No ambiente revolucionário do pós 25 de Abril surge, em maio de 1975, o Instituto de Ciências Biomédicas Abel Salazar (ICBAS). Fundado por pessoas como Corino de Andrade, Ruy Luís Gomes e Nuno Grande, então professores na Universidade do Porto (UP), o lema “um médico que só sabe Medicina nem Medicina sabe”, frase do médico e artista Abel Salazar, é impulsionador de todo o trabalho realizado pelo instituto daí em diante. Em 1979 é criada a licenciatura em Medicina e, atualmente, o ICBAS é casa de mais de 29 cursos na área das Ciências da Vida.

“40 anos é uma idade catita”

Hoje realizou-se, às 10h, a cerimónia de aniversário do ICBAS, que contou com a presença de personalidades como o Ministro da Sáude, Paulo Macedo, e o atual Presidente da A3ES e Reitor da UP entre 1985 e 1998, Alberto Amaral.

Ana Santos, investigadora no Programa de Doutoramento em Ciências Veterinárias, considera “muito importante essa força que o ICBAS tem como um todo ao juntar médicos, veterinários, cientistas do meio aquático, bioengenheiros e bioquímicos” e por isso mesmo, em conversa com o JPN, disse “tentar coordenar o trabalho laboratorial com a cerimónia”: “Acho que é um ponto importante na vida do ICBAS”, diz. No entanto, esta sorte não coube a todos os alunos da instituição.
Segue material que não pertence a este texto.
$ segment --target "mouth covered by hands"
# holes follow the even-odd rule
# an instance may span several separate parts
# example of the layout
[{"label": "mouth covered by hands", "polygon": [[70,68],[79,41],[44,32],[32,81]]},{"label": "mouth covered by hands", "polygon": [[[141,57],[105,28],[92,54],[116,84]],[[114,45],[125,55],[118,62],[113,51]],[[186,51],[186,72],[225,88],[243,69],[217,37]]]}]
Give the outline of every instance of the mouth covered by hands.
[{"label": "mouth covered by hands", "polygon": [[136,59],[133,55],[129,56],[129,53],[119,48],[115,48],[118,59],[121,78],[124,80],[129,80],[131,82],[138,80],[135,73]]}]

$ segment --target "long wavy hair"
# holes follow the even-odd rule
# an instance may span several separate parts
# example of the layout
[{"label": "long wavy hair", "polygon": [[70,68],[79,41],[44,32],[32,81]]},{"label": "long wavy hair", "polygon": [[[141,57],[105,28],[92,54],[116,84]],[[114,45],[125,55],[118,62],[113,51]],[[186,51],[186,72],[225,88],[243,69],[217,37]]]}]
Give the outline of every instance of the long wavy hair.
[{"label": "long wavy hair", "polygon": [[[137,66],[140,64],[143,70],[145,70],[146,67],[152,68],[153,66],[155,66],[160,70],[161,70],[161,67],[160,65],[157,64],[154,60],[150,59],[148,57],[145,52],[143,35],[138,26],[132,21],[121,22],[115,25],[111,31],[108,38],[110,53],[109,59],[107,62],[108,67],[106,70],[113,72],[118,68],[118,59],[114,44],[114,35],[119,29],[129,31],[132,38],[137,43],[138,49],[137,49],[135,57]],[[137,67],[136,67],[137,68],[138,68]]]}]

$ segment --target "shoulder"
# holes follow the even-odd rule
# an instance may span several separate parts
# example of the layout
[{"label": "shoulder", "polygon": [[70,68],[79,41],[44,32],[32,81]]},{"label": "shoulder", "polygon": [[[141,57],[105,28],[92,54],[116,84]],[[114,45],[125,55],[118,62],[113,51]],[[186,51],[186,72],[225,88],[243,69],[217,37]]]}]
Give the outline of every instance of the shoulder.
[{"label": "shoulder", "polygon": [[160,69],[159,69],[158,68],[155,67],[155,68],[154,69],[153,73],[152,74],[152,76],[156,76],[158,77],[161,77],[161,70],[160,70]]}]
Para Ricardo Sousa, aluno do 4.º ano de Medicina, ir a este evento tornou-se impossível por ter exame à mesma hora. Alexandra Sousa, aluna de Medicina Veterinária, está na mesma posição, tal como muitos outros estudantes. “Uma situação de lamentar, até porque foi tudo muito avisado em cima da hora. A direção deu a entender que haveriam outras atividades associadas a esta celebração, não só esta cerimónia, no entanto não sabemos o que é que isso vai ser em concreto”, afirma. A também vice-presidente para as Relações Externas da Associação de Estudantes (AEICBAS) referiu não ter existido “qualquer indicação de que haveria justificação de faltas”, por exemplo.

Para o diretor do ICBAS, António Sousa Pereira, estas “datas redondas são uma forma de olhar para trás e perceber se a missão que o ICBAS se propôs desempenhar quando foi criado foi esta” e se o objetivo está a ser conseguido ou não. O médico considera que os últimos anos da instituição têm sido bastante positivos: “O ICBAS está em contra ciclo com o ambiente de desalento que se vive no país”.

Estudar de olhos postos no futuro

Miguel Jeri tem 28 anos e saiu do ICBAS há dois. Fez o mestrado integrado em Medicina durante sete anos e agora é Interno de Formação Específica em Medicina Geral e Familiar na Unidade de Saúde Familiar São João do Porto. Decidiu-se pela medicina “tardiamente” – andava no 12.º ano – e considera “um tremendo golpe de sorte ter caído no ICBAS”. Das aprendizagens que adquiriu realça “a formação teórica multifacetada” que estimula “o raciocínio científico, a investigação e a produção de conhecimento”. No entanto, o “sentimento geral” era que “algumas matérias começavam a desligar-se do curso de medicina”.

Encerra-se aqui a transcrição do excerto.